La Turquie, ça suffit !

zamanL’angélique Angela mise tout sur le sommet entre l’Union Européenne et la Turquie pour régler la question du flot de migrants qui se déverse de Turquie sur les îles grecques et se trouve aujourd’hui bloqué à la frontière par des pays comme la Macédoine. On ne sait jusqu’où ira l’aveuglement moralisateur de la Chancelière. On mesure nos risques lorsqu’elle prétend négocier avec un dirigeant sans scrupules comme Erdogan. L’Allemagne affiche une réussite économique qu’elle doit d’abord à ses entreprises, à la réputation de ses produits, à la relative sous-évaluation de la monnaie européenne par rapport à ce que serait une monnaie allemande, et aux réformes courageuses du chancelier social-démocrate Schröder. Sa modération salariale en dehors des grandes entreprises industrielles et l’emploi massif de travailleurs détachés et de la sous-traitance de ses voisins de l’Est ont creusé l’écart avec la France. La rigueur outre-Rhin et le laxisme chez nous ont aisément dessiné l’image d’une cigale française face à une fourmi allemande. Et voilà que la fourmi intraitable sur les déficits a des états d’âme. On se dit qu’elle a une idée derrière la tête, qu’elle cache sous sa générosité, la satisfaction de besoins concrets en termes de démographie et de main d’oeuvre.
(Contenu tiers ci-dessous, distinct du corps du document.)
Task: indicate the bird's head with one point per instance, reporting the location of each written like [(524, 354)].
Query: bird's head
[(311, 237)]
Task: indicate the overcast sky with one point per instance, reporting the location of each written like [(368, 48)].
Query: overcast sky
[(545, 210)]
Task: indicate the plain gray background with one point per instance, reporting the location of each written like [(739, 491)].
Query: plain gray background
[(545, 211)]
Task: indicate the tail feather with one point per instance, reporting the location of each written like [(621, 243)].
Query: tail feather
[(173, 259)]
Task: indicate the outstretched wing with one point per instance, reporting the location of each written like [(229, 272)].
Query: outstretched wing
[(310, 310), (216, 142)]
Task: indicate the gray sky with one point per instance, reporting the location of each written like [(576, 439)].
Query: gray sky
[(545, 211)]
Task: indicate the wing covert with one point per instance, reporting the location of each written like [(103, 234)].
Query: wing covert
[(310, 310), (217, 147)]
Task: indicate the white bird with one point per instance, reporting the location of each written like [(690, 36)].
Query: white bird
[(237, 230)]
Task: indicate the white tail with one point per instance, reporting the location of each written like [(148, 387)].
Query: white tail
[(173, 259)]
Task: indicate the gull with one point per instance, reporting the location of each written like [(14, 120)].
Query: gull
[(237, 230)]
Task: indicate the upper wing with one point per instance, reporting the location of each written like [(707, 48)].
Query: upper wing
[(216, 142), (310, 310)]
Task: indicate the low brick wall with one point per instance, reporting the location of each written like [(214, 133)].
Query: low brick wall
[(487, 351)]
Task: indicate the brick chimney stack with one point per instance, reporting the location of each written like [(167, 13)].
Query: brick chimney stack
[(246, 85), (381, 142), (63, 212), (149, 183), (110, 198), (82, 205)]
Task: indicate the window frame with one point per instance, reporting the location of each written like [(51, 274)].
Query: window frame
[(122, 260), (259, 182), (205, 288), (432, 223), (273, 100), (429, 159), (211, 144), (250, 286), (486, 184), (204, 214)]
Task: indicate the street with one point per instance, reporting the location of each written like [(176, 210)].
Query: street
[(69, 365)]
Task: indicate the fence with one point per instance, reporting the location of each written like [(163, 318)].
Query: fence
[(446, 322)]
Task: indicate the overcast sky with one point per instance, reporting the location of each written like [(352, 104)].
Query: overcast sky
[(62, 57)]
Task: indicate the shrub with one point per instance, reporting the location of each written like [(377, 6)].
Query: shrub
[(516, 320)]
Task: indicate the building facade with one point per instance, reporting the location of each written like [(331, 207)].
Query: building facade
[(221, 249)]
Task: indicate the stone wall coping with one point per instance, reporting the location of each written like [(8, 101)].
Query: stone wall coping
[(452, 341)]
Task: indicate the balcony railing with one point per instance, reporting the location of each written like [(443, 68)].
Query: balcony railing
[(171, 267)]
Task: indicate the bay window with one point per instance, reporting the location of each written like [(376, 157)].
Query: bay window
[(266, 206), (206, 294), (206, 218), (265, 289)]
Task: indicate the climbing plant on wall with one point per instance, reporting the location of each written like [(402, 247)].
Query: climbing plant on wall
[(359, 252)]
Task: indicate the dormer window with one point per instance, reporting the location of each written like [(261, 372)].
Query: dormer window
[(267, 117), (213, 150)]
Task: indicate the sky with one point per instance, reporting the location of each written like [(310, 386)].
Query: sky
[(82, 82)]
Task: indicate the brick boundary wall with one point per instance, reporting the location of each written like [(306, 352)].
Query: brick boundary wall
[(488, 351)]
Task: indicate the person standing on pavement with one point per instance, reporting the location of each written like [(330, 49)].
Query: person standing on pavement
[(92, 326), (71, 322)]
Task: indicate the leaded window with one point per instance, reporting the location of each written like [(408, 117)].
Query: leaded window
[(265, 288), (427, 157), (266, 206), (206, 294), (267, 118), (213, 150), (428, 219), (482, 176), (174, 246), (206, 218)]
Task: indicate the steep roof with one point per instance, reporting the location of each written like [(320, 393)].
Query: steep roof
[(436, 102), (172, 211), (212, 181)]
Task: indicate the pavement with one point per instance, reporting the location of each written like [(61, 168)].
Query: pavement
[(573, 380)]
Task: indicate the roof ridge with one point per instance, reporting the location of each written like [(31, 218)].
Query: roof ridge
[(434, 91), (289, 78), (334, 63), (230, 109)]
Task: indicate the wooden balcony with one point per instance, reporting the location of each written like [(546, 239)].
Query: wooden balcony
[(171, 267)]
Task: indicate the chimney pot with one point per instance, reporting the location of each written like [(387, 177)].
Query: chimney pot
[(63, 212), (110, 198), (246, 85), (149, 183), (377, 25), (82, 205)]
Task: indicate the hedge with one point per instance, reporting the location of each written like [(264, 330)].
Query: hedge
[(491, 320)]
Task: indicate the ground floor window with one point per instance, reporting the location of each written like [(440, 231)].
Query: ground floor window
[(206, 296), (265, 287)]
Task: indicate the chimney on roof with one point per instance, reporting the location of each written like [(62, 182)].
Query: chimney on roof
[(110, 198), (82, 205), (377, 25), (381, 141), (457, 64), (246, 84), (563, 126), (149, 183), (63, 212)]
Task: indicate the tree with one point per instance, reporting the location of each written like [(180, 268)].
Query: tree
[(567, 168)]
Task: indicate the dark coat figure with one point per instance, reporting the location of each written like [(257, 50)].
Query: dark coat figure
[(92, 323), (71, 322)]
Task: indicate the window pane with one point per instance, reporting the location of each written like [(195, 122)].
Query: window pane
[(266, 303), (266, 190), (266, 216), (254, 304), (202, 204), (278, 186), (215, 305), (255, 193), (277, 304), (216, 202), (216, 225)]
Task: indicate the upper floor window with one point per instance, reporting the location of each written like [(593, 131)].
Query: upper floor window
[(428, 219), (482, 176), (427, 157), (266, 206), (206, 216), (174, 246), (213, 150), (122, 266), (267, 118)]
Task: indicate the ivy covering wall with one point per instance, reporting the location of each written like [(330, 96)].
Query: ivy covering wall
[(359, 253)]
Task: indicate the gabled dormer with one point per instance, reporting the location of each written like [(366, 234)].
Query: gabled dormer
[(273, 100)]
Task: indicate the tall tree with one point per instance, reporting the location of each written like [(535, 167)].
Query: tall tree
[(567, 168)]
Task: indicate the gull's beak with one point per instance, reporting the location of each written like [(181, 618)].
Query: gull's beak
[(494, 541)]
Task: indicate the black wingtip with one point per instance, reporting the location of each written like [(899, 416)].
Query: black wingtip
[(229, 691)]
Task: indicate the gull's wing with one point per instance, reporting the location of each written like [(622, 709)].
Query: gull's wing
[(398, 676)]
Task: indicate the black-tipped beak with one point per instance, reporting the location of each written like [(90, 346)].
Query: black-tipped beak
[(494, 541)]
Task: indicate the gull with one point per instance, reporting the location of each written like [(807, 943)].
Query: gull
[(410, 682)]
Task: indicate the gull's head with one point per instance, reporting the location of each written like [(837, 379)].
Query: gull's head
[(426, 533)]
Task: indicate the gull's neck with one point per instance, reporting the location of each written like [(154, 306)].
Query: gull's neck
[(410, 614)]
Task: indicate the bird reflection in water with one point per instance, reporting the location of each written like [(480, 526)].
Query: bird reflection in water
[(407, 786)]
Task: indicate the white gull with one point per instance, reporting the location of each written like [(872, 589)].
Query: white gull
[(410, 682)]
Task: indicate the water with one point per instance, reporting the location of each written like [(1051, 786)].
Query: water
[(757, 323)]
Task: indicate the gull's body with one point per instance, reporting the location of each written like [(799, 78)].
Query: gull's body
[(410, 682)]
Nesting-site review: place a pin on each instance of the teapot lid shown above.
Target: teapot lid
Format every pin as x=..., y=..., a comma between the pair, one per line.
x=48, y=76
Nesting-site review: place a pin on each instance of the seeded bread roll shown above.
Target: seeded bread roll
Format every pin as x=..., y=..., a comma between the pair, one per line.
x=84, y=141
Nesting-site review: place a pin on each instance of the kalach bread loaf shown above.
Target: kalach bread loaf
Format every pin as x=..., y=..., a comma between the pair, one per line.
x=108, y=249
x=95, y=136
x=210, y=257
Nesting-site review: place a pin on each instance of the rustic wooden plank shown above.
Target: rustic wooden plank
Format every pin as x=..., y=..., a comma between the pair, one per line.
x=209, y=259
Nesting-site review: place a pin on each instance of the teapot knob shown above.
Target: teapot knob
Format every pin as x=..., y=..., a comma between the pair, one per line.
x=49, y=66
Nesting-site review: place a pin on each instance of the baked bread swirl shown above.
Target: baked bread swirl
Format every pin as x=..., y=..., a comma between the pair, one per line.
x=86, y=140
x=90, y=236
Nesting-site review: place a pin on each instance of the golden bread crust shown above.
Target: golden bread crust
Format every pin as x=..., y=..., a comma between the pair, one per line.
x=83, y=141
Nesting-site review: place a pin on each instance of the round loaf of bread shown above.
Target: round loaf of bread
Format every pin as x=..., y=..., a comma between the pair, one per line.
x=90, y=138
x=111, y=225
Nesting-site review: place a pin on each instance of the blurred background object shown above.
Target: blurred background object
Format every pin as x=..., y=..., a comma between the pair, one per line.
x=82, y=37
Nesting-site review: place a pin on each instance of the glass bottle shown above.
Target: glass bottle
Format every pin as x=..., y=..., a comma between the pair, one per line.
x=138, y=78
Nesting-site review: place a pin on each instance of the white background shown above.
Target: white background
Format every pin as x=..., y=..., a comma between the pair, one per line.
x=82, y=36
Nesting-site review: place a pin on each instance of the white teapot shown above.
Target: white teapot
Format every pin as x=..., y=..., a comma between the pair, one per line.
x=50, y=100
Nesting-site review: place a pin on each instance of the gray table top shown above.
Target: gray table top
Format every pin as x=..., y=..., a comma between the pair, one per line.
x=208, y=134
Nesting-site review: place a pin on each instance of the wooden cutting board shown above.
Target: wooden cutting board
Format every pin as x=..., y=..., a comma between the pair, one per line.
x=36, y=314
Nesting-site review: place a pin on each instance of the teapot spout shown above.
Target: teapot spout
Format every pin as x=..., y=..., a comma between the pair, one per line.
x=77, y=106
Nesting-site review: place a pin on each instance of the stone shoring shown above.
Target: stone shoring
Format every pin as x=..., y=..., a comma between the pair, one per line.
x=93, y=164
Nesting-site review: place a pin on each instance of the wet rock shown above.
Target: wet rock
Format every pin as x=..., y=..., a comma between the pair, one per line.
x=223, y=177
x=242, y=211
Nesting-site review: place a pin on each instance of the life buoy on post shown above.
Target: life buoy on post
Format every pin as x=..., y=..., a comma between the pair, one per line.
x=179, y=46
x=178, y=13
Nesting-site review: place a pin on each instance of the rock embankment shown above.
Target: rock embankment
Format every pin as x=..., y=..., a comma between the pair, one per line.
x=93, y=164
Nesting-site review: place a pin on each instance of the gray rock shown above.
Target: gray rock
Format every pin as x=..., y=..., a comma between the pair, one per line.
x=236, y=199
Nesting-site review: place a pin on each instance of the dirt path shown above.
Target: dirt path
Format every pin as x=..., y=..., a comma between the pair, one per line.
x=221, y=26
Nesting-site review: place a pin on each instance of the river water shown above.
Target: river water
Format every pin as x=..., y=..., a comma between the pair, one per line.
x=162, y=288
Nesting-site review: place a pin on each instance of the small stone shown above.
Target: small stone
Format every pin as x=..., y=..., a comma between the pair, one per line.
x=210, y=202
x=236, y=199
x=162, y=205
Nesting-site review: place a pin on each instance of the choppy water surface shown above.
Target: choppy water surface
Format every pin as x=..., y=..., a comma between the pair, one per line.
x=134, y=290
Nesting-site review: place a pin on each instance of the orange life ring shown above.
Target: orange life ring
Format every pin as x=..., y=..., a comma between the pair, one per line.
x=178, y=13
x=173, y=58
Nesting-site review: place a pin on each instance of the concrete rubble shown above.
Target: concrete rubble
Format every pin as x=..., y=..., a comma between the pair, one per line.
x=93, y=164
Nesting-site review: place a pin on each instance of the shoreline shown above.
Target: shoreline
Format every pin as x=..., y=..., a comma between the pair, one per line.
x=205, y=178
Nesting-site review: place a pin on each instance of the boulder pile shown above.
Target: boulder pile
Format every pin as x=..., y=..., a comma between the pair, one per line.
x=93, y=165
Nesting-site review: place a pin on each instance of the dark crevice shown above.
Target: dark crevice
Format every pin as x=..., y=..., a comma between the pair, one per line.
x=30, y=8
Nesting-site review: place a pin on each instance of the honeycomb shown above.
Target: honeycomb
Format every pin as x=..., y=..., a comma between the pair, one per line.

Non, la Chancelière n’est pas le Bismarck que l’on croyait. Elle croit à l’amitié universelle du genre humain, au devoir des Européens d’accueillir la misère du monde, et au bénéfice incalculable du multiculturalisme. Face à elle, il y a Erdogan qui croit que les Turcs qui vivent en Allemagne doivent rester avant tout des Turcs, qui veut qu’ils soient aussi des musulmans respectueux de l’enseignement coranique, et que son pays, comme sa religion, aient vocation à dominer sinon le monde, du moins la plus grande partie possible. La Chancelière veut négocier le ralentissement de la migration à partir de la Turquie contre une aide financière, une reprise du processus d’intégration à l’Union Européenne, et en prime une Europe sans visas pour les Turcs ! Cette démarche se trompe sur les causes du problème et plus encore sur ce qu’est la Turquie.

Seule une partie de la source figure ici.